In Estate of Clary, 98 Cal. App. 2d 524, 526 [220 P.2d 754], it is said:

"Whether a writing purporting to be the last will of a decedent has with sufficient clarity designated a specific person to act as executor of his will must be determined by *801 familiar rules for the interpretation of such documents. A holographic will must be perused for the purpose of determining the intention of the testator. In order to ascertain such intention, the document must be read in view of the circumstances under which it was written, the words must be given their ordinary grammatical sense and all parts of the writing must be considered in relation to one another. (Estate of Peabody, 154 Cal. 173, 175 [97 P. 184].)"

"The appointment of an executor 'according to tenor' is not regarded with favor. While the decision of any case must be based upon its own facts, unless the court can conclude from the words of the testator that the latter intended for his devisee to take charge of the estate, collect its assets, pay its debts and perform the usual functions of an executor, it is error to appoint such devisee. (Estate of Berg, 3 Coffey's Prob.
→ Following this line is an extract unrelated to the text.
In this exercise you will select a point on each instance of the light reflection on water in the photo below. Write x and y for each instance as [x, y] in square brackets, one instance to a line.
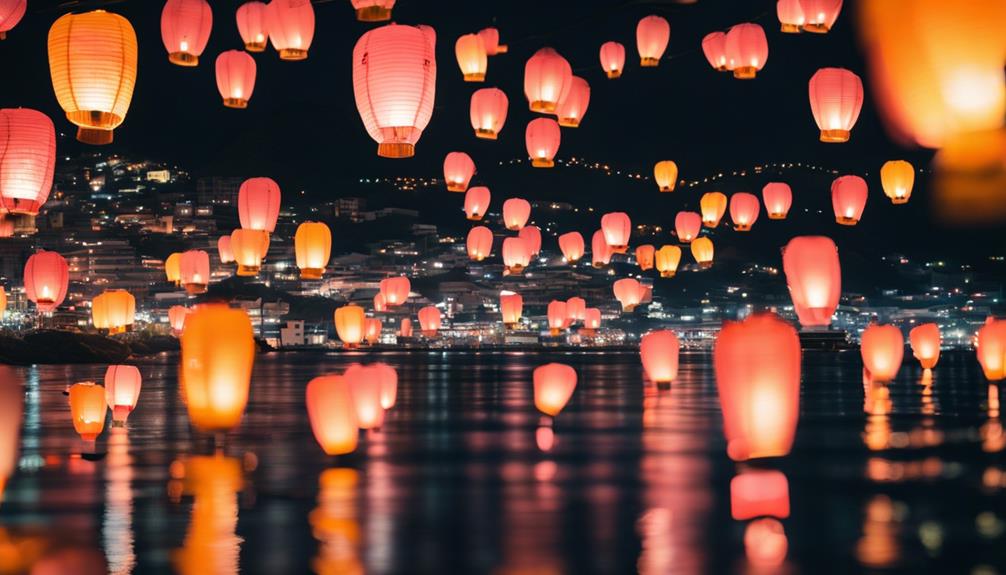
[466, 476]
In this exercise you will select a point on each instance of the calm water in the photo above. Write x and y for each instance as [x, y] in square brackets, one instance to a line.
[457, 481]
Dec. 259.)"

The contention that the trial court failed to make written findings of fact and conclusions of law is without merit. [4] Findings of fact may be included in the order or decree and are not required to be in a separate document. (Estate of Rosland, 76 Cal. App. 2d 709, 711 [173 P.2d 830].) The trial court, in its order, found on the issues presented.

The order is affirmed.

Barnard, P. J., and Griffin, J., concurred.